In July, Intel said that growth in emerging markets remains hearty, offsetting weak personal-computer demand in developed markets. Although some analysts question Intel's optimism regarding the personal-computer market, the 2011 consensus calls for both per-share profits (projected to rise 16% this year) and sales (24%) to surpass Intel's five-year annualized growth rates (14% for earnings per share and 6% for revenue). Intel's long-term prospects appear healthy, with Wall Street projecting annual profit growth of 11%. Intel is a Buy and a Long-Term Buy.
Oracle ($30; ORCL) initiated its dividend in 2009 and raised the distribution by 20% earlier this year. Continued growth appears likely, for at least three reasons. First, Oracle's balance sheet is loaded with $12.9 billion in net cash.
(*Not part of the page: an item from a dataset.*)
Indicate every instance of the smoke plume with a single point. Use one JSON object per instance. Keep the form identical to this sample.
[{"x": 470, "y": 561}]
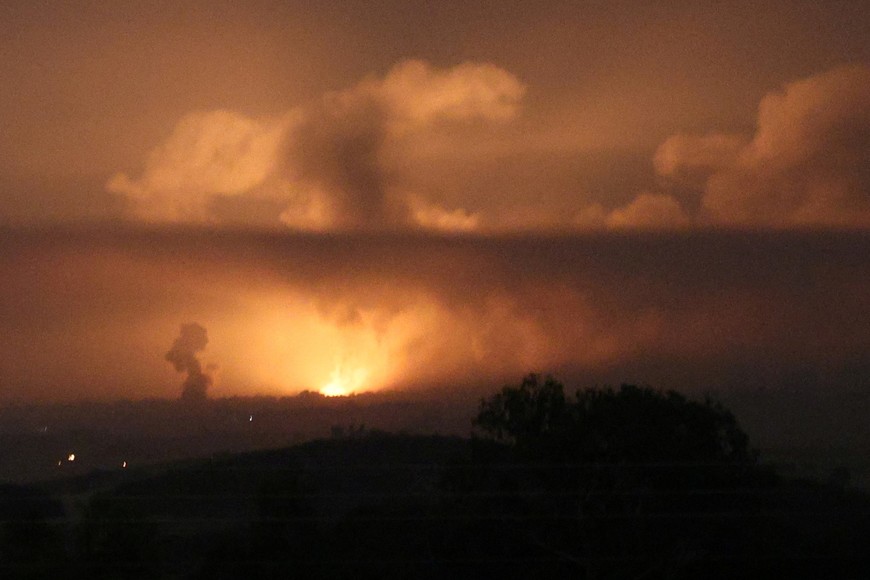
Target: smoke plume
[{"x": 182, "y": 355}]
Second, the company has a prodigious ability to generate cash, with free cash flow growing in five consecutive quarters and rising 30% in the 12 months ended May to $9.70 billion. Third, at least in the short term, Oracle seems less likely to spend its cash to purchase other companies.
Citing rich valuations in the technology sector, CEO Larry Ellison said in June that Oracle will ease up on its traditionally aggressive acquisition strategy. The stock scores above 70 in five of six Quadrix categories and earns an Overall rank of 97. Oracle also earns ranks above 80 in both of our sector-specific scores. Oracle, yielding 0.8%, is a Focus List Buy and a Long-Term Buy.
Volkswagen ($35; VLKAY) formed in the late 1930s, but not until 2002 did the company start paying an annual dividend. The German automaker's distribution has grown at an annualized rate of 18% over the last five years, including a 40% boost earlier this year.
The stock has its share of warts. A hefty debt burden weighs down the balance sheet, with net debt of $48 per share higher than the automaker's stock price. Volkswagen earns a Quadrix Financial Strength score of 34. Operating cash flow, $14.45 billion in the 12 months ended March, has fallen in four of the last six quarters. So while Volkswagen earns the maximum Quadrix Overall score of 100, we do not recommend the stock for purchase. It is rated A (above average).